Die Kontrollkompetenz der Hohen Behörde reduzierte das gegenseitige Misstrauen. Wenn in einem Mitgliedstaat plötzlich viel mehr Stahl produziert würde als im Markt ersichtlich ist (weil er zum Beispiel für den Bau von Panzern abgezweigt würde), hätte die Hohe Behörde das bemerkt. Diese Sicherheit bedeutete, dass man nicht aus Vorsicht oder Misstrauen ebenfalls wieder in Rüstung investieren musste. Niemand sah sich genötigt, eine eskalierende Rüstungsspirale in Gang zu setzen.

Funktionierte es?

Der Handel zwischen den Mitgliedstaaten schoss in die Höhe. Kein in Friedrichshafen produziertes Industriegut war seither beteiligt an der Tötung französischer Soldaten. Doch längst nicht alle Ziele des Vertrags von Paris wurden erfüllt. So bildeten sich zum Beispiel wieder grosse Rüstungskonzerne. Auch Preisabsprachen konnte die Hohe Behörde nicht gänzlich verhindern. Die Hohe Behörde war eine mässig erfolgreiche Regulatorin.

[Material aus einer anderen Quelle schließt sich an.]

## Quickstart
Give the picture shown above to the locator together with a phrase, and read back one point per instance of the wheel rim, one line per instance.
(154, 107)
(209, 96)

Die wichtigste Errungenschaft der EGKS war wohl nicht die Effektivität ihrer einzelnen Regulierungen sondern die stählerne Brücke, die sie über den tiefen Graben des Misstrauens in Europa schlug. Diese Brücke des Vertrauens war stabil genug, um den europäischen Einigungsprozess in Gang zu setzen. Der europäische Einigungsprozess schaffte es dann, den Graben des Misstrauens soweit zuzuschütten, dass die Brücke bald keine tragende Rolle mehr spielen musste.

Die EGKS erlaubte wirtschaftliche Entwicklung ohne Rüstungsspirale. In den Worten der Schuman-Erklärung: “Die Zusammenlegung der Kohle- und Stahlproduktion wird sofort die Schaffung gemeinsamer Grundlagen für die wirtschaftliche Entwicklung sichern – die erste Etappe der europäischen Föderation – und die Bestimmung jener Gebiete ändern, die lange Zeit der Herstellung von Waffen gewidmet waren, deren sicherste Opfer sie gewesen sind.”

Wenn heute ein Kind nachts von Mörschwil durch das Fenster nach Friedrichshafen schaut, weil sich dort ein lärmiges, feuriges Spektakel abspielt, dann sieht es wahrscheinlich das üppige Feuerwerk einer prosperierenden Stadt. Friedrichshafen wird nicht wieder von den Flammen verzehrt, welche die städtische Industrie zu entfachen mithalf.